Apoptotic signal causes BH123 on mito surface to aggregate, forming pore to allow cytochrome c to exit mito. First requires inactivation of anti-apoptotic Bcl2 by an active BH3 protein.
Describe the role of anti-IAP in the intrinsic apoptosis signaling pathway.
- anti-IAP is a protein which lives inside the mitochondria. It binds to an inhibits IAPs, which themselves bind to and inhibit caspases.
- when an apoptotic stimulus arrives at the mito, anti-IAPs are released through BH123 pore and allow for the successful spontaneous activation of initiator and then executioner caspases.

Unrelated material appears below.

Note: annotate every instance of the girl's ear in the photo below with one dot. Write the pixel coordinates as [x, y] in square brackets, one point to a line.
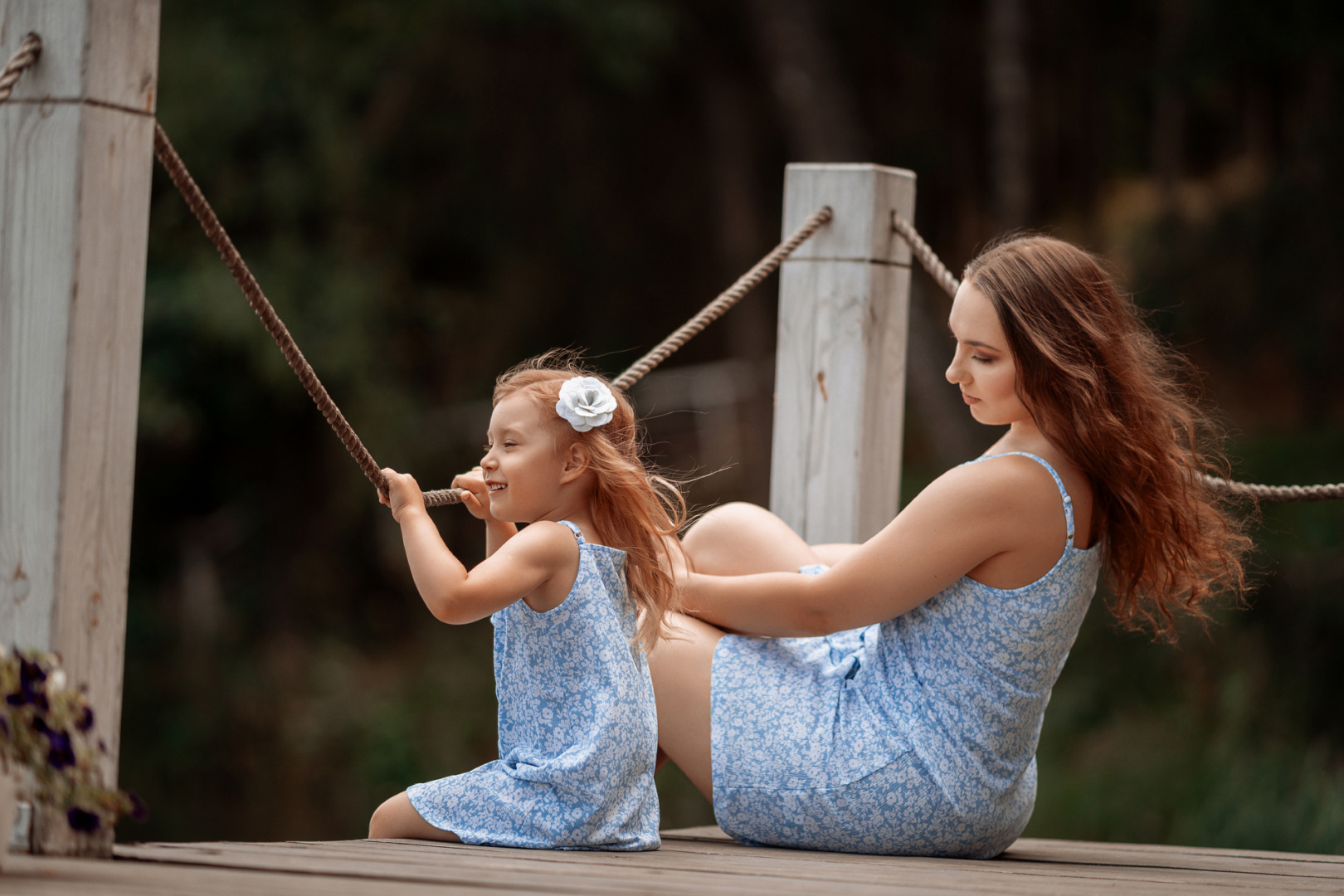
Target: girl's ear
[577, 460]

Which signals can enhance the intrinsic apoptosis signaling pathway?
- survival factors (growth factors) can bind a target cell, leading to increased expression of BCL2, which blocks apoptosis.
- survival factor can bind target cell and cause activation of Akt kinase, causing Bad (BH3 protein) to be phosphorylated and inhibited, releasing BCL2 so it can block apoptosis.
- survival factor can activate MAP kinase, phosphorylating and inactivating Hid (an anti-IAP), so IAP can continue inhibiting apoptotic proteins (caspase) to block apoptosis.